README.md

# FastHTML

A C Node wrapping lexborisov's [myhtml](https://github.com/lexborisov/myhtml).
Primarily used with [FastSanitize](https://git.pleroma.social/pleroma/fast_sanitize).

* Available as a hex package: `{:fast_html, "~> 2.0"}`
* [Documentation](https://hexdocs.pm/fast_html/fast_html.html)

## Benchmarks

The following table provides median times it takes to decode a string to a tree for html parsers that can be used from Elixir.
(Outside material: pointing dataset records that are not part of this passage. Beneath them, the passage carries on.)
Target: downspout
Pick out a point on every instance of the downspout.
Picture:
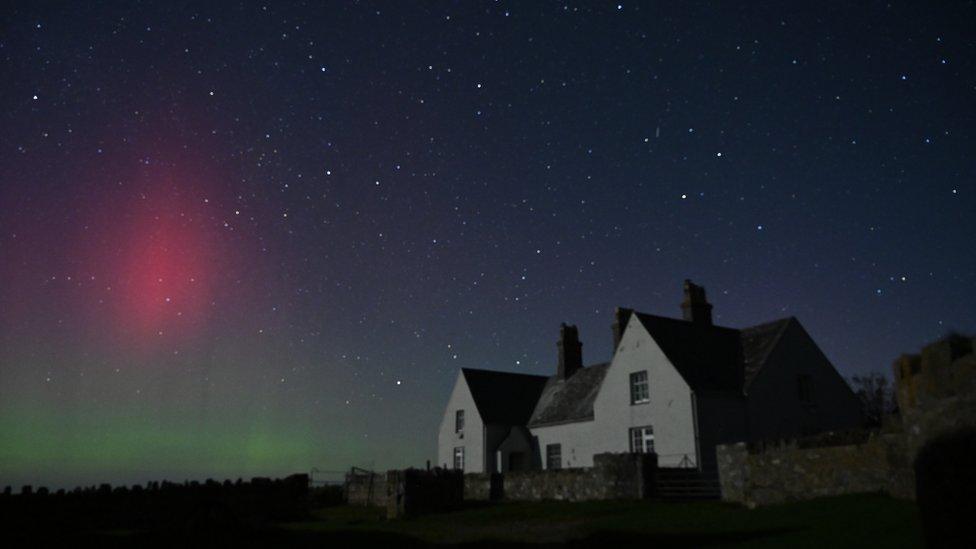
(694, 419)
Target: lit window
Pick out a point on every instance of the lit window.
(554, 456)
(459, 458)
(638, 388)
(642, 440)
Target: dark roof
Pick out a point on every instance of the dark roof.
(503, 397)
(568, 400)
(708, 357)
(757, 342)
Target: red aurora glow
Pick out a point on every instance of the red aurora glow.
(168, 264)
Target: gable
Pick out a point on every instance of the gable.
(794, 346)
(708, 357)
(504, 398)
(757, 344)
(569, 400)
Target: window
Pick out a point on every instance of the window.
(638, 388)
(642, 440)
(804, 388)
(459, 458)
(459, 421)
(554, 456)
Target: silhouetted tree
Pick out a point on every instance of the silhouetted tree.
(877, 394)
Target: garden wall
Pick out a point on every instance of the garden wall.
(365, 488)
(613, 476)
(936, 393)
(790, 473)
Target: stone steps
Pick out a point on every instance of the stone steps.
(686, 484)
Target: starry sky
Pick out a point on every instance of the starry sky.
(251, 238)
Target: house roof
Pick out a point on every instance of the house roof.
(568, 400)
(714, 358)
(503, 397)
(708, 357)
(757, 342)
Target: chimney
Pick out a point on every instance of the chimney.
(695, 307)
(570, 352)
(620, 318)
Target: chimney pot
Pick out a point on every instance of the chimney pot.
(620, 318)
(695, 307)
(570, 352)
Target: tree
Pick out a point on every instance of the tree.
(877, 394)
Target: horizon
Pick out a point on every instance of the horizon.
(253, 240)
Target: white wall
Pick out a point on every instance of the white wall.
(669, 411)
(473, 435)
(577, 440)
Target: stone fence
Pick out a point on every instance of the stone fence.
(613, 476)
(936, 392)
(412, 492)
(365, 488)
(790, 473)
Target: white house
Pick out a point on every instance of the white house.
(676, 387)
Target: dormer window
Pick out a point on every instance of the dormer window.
(804, 388)
(639, 393)
(459, 422)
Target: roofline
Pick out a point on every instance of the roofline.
(503, 372)
(563, 422)
(683, 321)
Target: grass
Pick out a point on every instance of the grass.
(837, 522)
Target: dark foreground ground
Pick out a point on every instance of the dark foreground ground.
(848, 521)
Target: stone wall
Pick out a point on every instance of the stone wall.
(936, 390)
(482, 486)
(365, 488)
(412, 492)
(613, 476)
(936, 393)
(790, 473)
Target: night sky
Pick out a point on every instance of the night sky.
(252, 239)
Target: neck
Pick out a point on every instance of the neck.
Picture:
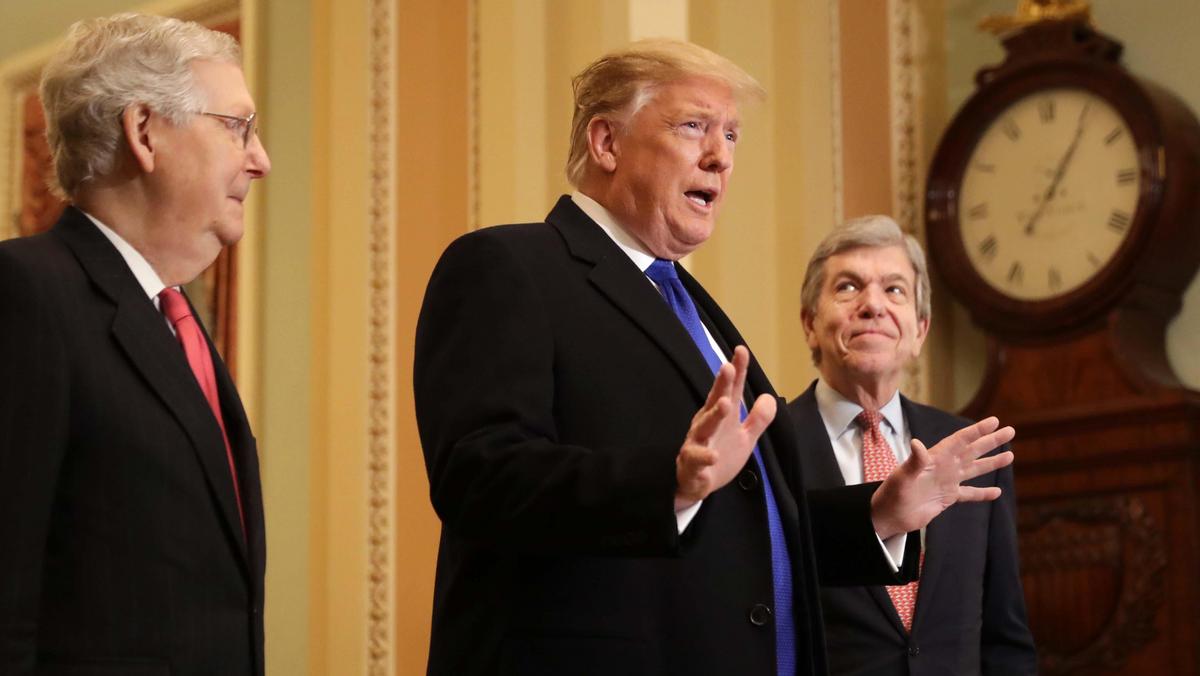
(126, 210)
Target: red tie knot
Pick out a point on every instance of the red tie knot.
(174, 305)
(868, 419)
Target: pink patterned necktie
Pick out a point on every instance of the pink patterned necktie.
(879, 461)
(196, 350)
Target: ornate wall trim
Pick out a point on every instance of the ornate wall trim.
(381, 335)
(473, 78)
(907, 156)
(19, 73)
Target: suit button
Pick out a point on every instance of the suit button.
(748, 480)
(760, 615)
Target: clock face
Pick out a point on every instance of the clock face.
(1049, 193)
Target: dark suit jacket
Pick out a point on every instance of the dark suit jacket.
(123, 551)
(970, 615)
(553, 389)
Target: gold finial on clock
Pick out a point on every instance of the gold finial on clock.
(1035, 11)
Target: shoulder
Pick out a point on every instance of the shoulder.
(31, 264)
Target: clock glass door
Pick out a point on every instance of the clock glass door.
(1049, 193)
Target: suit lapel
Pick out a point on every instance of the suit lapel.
(828, 474)
(935, 560)
(143, 335)
(627, 287)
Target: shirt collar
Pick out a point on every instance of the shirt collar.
(839, 412)
(617, 232)
(141, 268)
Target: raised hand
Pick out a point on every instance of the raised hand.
(930, 480)
(719, 442)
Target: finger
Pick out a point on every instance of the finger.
(695, 458)
(720, 386)
(988, 443)
(761, 416)
(708, 420)
(973, 494)
(985, 465)
(918, 460)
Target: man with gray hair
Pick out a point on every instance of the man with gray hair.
(865, 310)
(615, 490)
(129, 476)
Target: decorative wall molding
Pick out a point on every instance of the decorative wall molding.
(839, 179)
(473, 123)
(19, 75)
(381, 336)
(907, 149)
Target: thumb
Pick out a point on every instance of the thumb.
(919, 459)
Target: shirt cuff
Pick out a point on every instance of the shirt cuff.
(893, 548)
(684, 516)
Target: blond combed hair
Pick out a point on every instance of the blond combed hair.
(107, 65)
(618, 84)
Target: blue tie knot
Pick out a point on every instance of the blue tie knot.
(661, 271)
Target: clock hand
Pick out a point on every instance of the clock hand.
(1060, 172)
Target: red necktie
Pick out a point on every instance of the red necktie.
(879, 461)
(196, 348)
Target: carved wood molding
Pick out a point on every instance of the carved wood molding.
(473, 121)
(381, 352)
(1116, 533)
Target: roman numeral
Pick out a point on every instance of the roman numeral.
(1011, 130)
(978, 211)
(1045, 109)
(1015, 274)
(988, 247)
(1119, 221)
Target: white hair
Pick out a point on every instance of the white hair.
(107, 65)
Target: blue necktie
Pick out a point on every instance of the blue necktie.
(664, 274)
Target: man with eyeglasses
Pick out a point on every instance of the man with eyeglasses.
(132, 520)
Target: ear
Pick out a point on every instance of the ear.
(603, 144)
(136, 124)
(919, 339)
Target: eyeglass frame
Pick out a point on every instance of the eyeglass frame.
(247, 124)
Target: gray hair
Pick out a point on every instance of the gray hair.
(867, 232)
(621, 83)
(107, 65)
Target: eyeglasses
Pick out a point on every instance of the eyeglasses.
(245, 125)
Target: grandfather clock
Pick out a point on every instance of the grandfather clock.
(1063, 211)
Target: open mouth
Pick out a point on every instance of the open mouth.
(701, 197)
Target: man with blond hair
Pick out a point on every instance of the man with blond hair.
(616, 492)
(865, 310)
(132, 531)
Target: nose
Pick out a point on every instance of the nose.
(873, 301)
(258, 163)
(718, 154)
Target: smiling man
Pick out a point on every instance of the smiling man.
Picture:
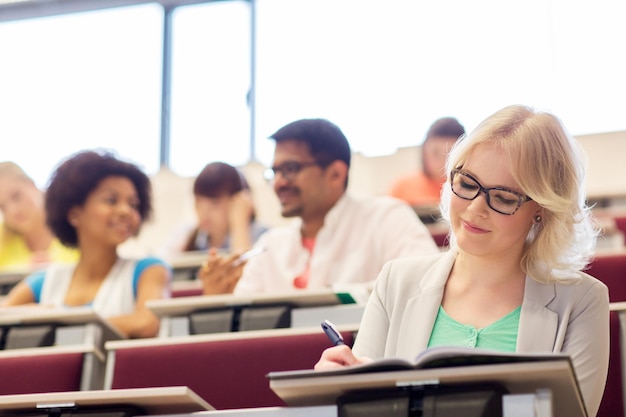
(337, 240)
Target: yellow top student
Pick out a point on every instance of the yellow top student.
(25, 240)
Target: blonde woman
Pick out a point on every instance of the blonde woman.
(511, 281)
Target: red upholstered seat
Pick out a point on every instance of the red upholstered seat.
(620, 223)
(612, 404)
(611, 269)
(228, 374)
(40, 373)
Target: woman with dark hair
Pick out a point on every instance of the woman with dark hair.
(224, 211)
(95, 202)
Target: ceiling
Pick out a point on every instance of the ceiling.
(27, 9)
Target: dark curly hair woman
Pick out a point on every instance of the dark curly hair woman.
(95, 202)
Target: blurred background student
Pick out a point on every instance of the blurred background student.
(95, 202)
(26, 242)
(423, 187)
(224, 213)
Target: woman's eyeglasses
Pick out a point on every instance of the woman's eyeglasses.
(499, 199)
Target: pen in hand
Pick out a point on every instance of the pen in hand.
(332, 333)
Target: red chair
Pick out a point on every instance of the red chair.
(228, 374)
(612, 404)
(38, 373)
(611, 270)
(620, 223)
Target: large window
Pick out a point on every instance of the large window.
(210, 85)
(384, 70)
(81, 81)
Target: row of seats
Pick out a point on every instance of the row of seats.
(228, 371)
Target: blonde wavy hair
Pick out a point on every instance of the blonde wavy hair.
(549, 166)
(11, 170)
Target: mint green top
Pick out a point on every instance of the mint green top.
(500, 335)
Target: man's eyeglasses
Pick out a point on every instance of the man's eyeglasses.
(500, 199)
(288, 170)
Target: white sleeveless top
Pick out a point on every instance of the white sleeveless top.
(114, 297)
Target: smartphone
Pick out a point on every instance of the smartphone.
(249, 254)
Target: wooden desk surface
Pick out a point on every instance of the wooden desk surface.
(52, 350)
(215, 337)
(518, 378)
(185, 305)
(164, 400)
(35, 314)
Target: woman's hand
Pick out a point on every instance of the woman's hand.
(338, 357)
(219, 274)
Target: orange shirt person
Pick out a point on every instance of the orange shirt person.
(423, 188)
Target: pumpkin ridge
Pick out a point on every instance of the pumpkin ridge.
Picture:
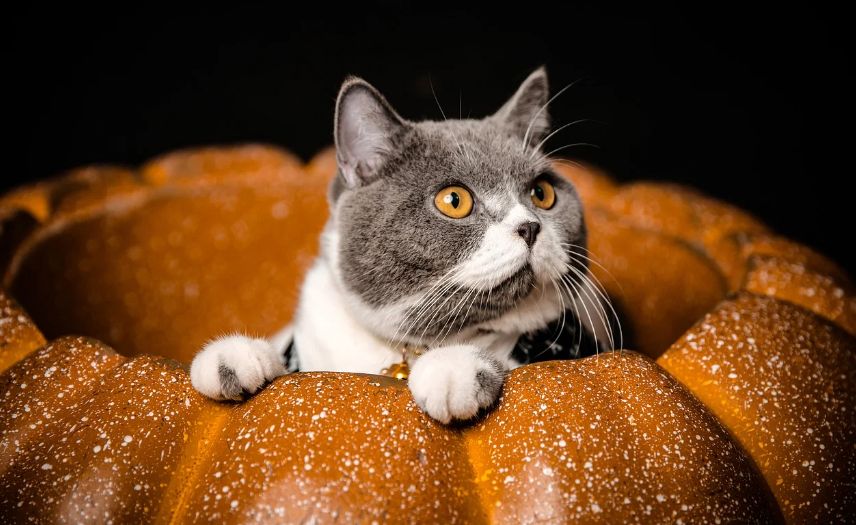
(177, 496)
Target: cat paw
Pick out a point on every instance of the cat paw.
(455, 382)
(228, 367)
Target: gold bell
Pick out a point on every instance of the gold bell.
(397, 370)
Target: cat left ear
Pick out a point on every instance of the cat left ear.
(525, 114)
(365, 128)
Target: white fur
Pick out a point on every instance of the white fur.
(501, 253)
(443, 382)
(327, 337)
(334, 330)
(254, 361)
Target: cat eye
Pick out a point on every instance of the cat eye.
(454, 201)
(543, 194)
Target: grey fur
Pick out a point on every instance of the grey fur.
(229, 383)
(393, 242)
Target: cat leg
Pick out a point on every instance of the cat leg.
(233, 365)
(454, 382)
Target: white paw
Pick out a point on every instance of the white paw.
(230, 366)
(454, 382)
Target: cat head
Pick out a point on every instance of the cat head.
(442, 228)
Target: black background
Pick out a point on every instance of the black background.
(751, 104)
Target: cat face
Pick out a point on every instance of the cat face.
(440, 228)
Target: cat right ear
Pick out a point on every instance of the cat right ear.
(365, 130)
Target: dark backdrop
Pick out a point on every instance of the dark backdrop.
(750, 104)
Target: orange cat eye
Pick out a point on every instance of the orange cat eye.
(543, 194)
(454, 201)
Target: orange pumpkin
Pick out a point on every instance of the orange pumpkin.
(739, 406)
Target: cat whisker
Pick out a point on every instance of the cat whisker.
(541, 110)
(587, 289)
(571, 146)
(566, 162)
(561, 324)
(600, 296)
(450, 324)
(592, 260)
(552, 133)
(565, 282)
(444, 294)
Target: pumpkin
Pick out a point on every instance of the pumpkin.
(736, 405)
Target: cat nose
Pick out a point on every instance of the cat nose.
(529, 230)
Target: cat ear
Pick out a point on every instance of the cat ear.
(365, 127)
(525, 114)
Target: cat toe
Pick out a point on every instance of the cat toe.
(230, 367)
(454, 383)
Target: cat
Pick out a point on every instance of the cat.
(448, 244)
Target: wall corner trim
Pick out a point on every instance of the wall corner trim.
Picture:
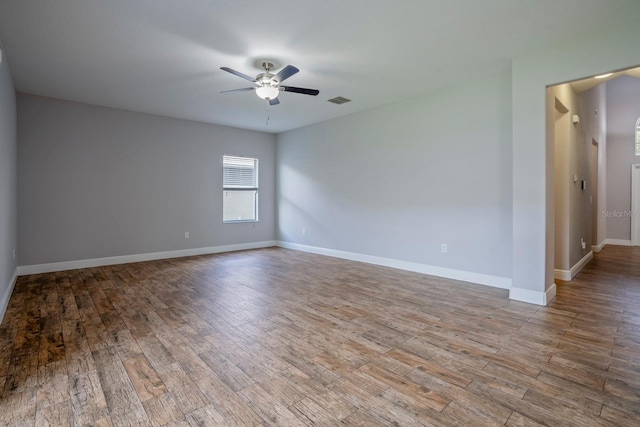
(533, 297)
(4, 302)
(465, 276)
(618, 242)
(567, 275)
(125, 259)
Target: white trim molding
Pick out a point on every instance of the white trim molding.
(533, 297)
(465, 276)
(618, 242)
(125, 259)
(567, 275)
(4, 302)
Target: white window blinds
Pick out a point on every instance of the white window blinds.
(240, 172)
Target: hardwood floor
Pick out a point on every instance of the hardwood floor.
(278, 337)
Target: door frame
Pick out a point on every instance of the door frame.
(635, 203)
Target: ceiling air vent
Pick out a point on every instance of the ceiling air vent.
(339, 100)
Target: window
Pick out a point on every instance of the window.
(638, 137)
(240, 189)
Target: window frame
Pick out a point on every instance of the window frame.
(255, 188)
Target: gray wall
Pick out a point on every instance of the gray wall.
(398, 181)
(96, 182)
(623, 110)
(8, 182)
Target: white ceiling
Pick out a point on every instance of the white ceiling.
(164, 56)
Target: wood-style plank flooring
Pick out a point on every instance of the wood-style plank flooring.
(278, 337)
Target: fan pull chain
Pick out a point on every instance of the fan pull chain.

Benchmarks were conducted on a machine with an `AMD Ryzen 9 3950X (32) @ 3.500GHz` CPU and 32GB of RAM. The `mix fast_html.bench` task can be used for running the benchmark by yourself.

| File/Parser          | fast_html (Port) | mochiweb_html (erlang) | html5ever (Rust NIF) | Myhtmlex (NIF)¹ |
|----------------------|--------------------|------------------------|----------------------|----------------|
| document-large.html (6.9M)  | 125.12 ms          | 1778.34 ms             | 395.21 ms            | 327.17 ms      |
| document-medium.html (85K) | 1.93 ms            | 12.10 ms               | 4.74 ms              | 3.82 ms        |
| document-small.html  (25K)| 0.50 ms            | 2.76 ms                | 1.72 ms              | 1.19 ms        |
| fragment-large.html  (33K)| 0.93 ms            | 4.78 ms               | 2.34 ms              | 2.15 ms        |
| fragment-small.html²  (757B)| 44.60 μs | 42.13 μs | 43.58 μs | 289.71 μs |

Full benchmark output can be seen in [this snippet](https://git.pleroma.social/pleroma/elixir-libraries/fast_html/snippets/3128)

1. Myhtmlex has a C-Node mode, but it wasn't benchmarked here because it segfaults on `document-large.html`
2. The slowdown on `fragment-small.html` is due to Port overhead. Unlike html5ever and Myhtmlex in NIF mode, `fast_html` has the parser process isolated and communicates with it over stdio, so even if a fatal crash in the parser happens, it won't bring down the entire VM.

## Contribution / Bug Reports

* Please make sure you do `git submodule update` after a checkout/pull
* The project aims to be fully tested